Rapi Tidak Sama dengan Harus Seragam
Surabaya dihuni jutaan orang dengan bentuk hunian yang sangat beragam. Berdasarkan hasil Sensus Penduduk 2020 dari BPS, jumlah penduduk Kota Surabaya mencapai sekitar 2,87 juta jiwa. Kepadatannya berada di atas 8.000 jiwa per kilometer persegi.
Dalam kota sepadat itu, wajar bila ruang depan setiap rumah berbeda. Ada rumah dengan halaman luas, ada yang berbatasan langsung dengan gang, ada pula hunian yang seluruh bagian depannya menjadi carport.
Maka, tidak ada alasan memaksakan posisi pemasangan yang sama untuk semua rumah.
Rumah dengan halaman kecil dapat memakai dudukan tiang pada sisi pagar. Halaman yang lebih luas mempunyai keleluasaan menempatkan tiang tegak.
Pada gang sempit, penghuni perlu lebih memperhatikan agar posisi bendera tidak mengganggu pengguna jalan. Yang perlu dipertahankan adalah kelayakan dan penghormatannya.
Saat pertengahan Agustus tiba, suasana Surabaya biasanya berubah sedikit demi sedikit. Merah putih terlihat di antara pohon jalan, pagar rumah, warung, dan gang yang sehari-hari dipenuhi motor keluar-masuk.
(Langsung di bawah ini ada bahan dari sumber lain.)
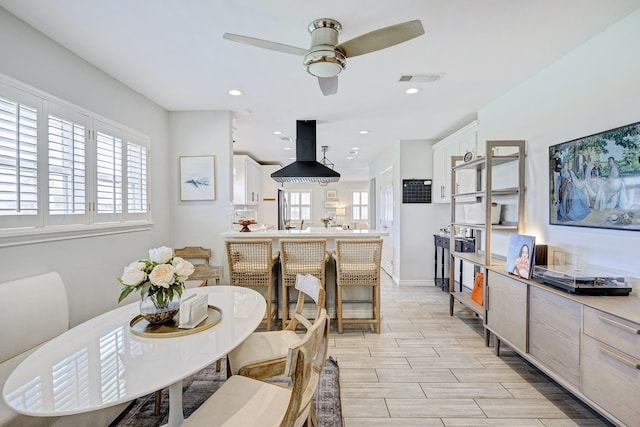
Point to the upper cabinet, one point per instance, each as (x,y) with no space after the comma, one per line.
(457,144)
(246,180)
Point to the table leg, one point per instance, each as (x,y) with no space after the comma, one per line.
(176,416)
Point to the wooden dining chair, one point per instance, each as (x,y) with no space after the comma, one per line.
(358,265)
(300,256)
(264,354)
(200,258)
(243,401)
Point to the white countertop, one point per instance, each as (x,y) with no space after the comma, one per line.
(330,233)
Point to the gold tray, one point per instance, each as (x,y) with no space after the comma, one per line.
(139,326)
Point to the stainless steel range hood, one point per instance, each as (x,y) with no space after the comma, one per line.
(306,168)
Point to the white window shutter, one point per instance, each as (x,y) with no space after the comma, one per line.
(67,189)
(109,173)
(19,201)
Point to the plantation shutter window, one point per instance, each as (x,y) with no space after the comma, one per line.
(66,172)
(18,159)
(137,202)
(109,170)
(67,167)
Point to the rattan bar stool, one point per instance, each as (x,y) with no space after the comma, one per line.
(251,264)
(300,256)
(203,270)
(358,265)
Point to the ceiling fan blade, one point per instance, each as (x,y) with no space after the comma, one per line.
(265,44)
(328,85)
(381,38)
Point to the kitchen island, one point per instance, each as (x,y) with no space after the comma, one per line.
(330,234)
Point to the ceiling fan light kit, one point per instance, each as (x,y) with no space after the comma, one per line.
(325,59)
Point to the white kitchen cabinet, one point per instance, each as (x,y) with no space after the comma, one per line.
(246,180)
(457,144)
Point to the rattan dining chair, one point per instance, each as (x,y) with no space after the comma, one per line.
(243,401)
(251,264)
(264,354)
(300,256)
(200,258)
(357,266)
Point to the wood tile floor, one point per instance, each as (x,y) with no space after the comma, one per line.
(427,368)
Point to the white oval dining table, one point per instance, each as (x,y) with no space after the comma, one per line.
(101,363)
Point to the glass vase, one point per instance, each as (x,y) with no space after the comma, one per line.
(159,308)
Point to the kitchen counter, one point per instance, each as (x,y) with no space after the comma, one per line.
(310,232)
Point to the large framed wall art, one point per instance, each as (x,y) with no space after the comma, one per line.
(197,178)
(594,181)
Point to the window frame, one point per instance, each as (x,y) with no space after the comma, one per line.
(360,207)
(16,229)
(300,205)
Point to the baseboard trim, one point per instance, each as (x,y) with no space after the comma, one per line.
(416,283)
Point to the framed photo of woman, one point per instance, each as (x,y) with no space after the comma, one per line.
(520,255)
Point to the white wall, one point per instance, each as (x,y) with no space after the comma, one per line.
(594,88)
(390,159)
(89,266)
(199,223)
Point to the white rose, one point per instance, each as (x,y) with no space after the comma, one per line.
(161,255)
(183,268)
(133,276)
(162,275)
(138,265)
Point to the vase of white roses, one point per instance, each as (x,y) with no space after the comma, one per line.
(160,281)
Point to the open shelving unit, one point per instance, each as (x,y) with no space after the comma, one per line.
(498,176)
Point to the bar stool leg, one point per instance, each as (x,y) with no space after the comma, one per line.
(269,307)
(339,307)
(376,309)
(285,304)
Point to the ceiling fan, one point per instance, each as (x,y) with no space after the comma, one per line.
(325,59)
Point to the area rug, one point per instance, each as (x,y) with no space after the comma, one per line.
(197,388)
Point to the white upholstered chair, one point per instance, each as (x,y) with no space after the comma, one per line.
(247,402)
(263,354)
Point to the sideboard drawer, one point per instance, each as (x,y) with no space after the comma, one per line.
(613,331)
(611,379)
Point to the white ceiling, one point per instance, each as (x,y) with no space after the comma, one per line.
(172,51)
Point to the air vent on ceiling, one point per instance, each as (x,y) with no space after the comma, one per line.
(421,78)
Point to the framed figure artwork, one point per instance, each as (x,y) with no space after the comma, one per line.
(520,255)
(594,181)
(197,178)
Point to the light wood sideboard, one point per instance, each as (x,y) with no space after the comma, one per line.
(588,344)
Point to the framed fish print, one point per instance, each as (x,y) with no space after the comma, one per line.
(197,178)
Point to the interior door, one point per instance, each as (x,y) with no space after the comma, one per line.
(385,218)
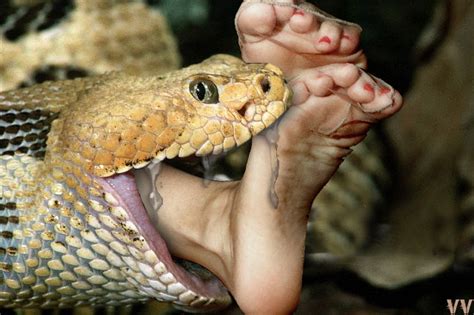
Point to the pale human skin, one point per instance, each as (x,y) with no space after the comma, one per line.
(233,228)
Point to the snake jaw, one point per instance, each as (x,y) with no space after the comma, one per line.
(160,276)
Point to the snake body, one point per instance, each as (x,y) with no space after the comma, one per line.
(73,228)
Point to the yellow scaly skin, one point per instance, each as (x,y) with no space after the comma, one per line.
(65,239)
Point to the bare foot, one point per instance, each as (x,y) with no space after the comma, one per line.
(234,230)
(295,37)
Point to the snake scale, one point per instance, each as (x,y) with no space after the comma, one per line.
(73,227)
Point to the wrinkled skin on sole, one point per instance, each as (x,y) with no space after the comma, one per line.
(252,243)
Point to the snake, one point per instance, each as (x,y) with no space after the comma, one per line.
(74,229)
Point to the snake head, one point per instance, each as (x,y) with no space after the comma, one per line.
(126,122)
(234,101)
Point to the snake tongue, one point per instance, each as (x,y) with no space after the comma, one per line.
(209,293)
Memasang Bendera Merah Putih dengan rapi sebenarnya tidak membutuhkan penataan rumit. Ukur ruangnya, periksa kondisi bendera, pilih posisi yang aman, dan pastikan tiangnya kokoh.
Setelah itu, biarkan Merah Putih menjadi pusat perhatian. Halaman rumah tidak membutuhkan banyak tambahan untuk memberi tanda bahwa Agustus sudah datang.